Still, there are a few concerns:
-
Racket’s coroutine threads offer the guarantee of
sequential consistency, which means that effects in one
thread cannot be seen out-of-order in another thread. Parallel threads
in Racket
expose
the underlying machine’s memory-consistency model, which may allow
reordering of memory effects as observed by other threads. In general,
a weak memory model can be an issue for code not intended for use with
threads, but Racket—
more precisely, Chez Scheme—
always guarantees
the memory safety of such code using memory fences. That is, Racket
code might observe out-of-order writes, but it never observes
ill-formed Racket objects. The fences are not new, and they are part of
the same write barrier that already supports generational garbage
collection and the memory safety of futures. Although
sequential consistency supports lock implementations that don’t work
with weaker memory models, so they would work with coroutine threads
and not parallel threads, we have not found any such
implementations in Racket libraries.
-
Some Racket libraries use atomic mode for concurrency
control. Atomic mode in Racket prevent coroutine thread swaps, and
entering atomic mode is a relatively cheap operation within Racket’s
coroutine scheduler. When a parallel thread enters atomic mode, then
it prevents other coroutine threads from running, but it does
not prevent other parallel threads from running. As long as
atomic mode is used consistently to guard a shared resource, then it
continues to serve that role with parallel threads.

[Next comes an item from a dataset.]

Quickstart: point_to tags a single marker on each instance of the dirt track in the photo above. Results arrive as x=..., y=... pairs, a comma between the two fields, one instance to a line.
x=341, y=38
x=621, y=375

Entering atomic mode is a much more expensive operation in a parallel
thread than in a coroutine thread; in many cases, Racket core
libraries that need finer-grained locking more specifically need to
move away from using atomic mode. Still, making atomic mode
synchronize a parallel thread with coroutine thread provides a
graceful fallback and evolution path.
-
Foreign functions that are called by Racket in a coroutine
threads are effectively atomic operations when there are no parallel
threads, since a coroutine swap cannot take place during the foreign
call. It’s rare that this atomicity implies any kind of lock at the
Racket level, however, and the foreign function itself is either
adapted to operating-system threads or not. Racket can already create
operating systems threads through dynamic-place, and
foreign-function bindings have generally been adapted already to that
possibility.
The greater degree of concurrency enabled by parallelism exposed some
bugs in our existing core libraries that could have been triggered
with coroutine threads, but hadn’t been triggered reliably enough to
detect and repair the bugs before. Beyond those general improvements,
our experience with pre-release Racket is that parallel threads have
not created backward-compatibility problems.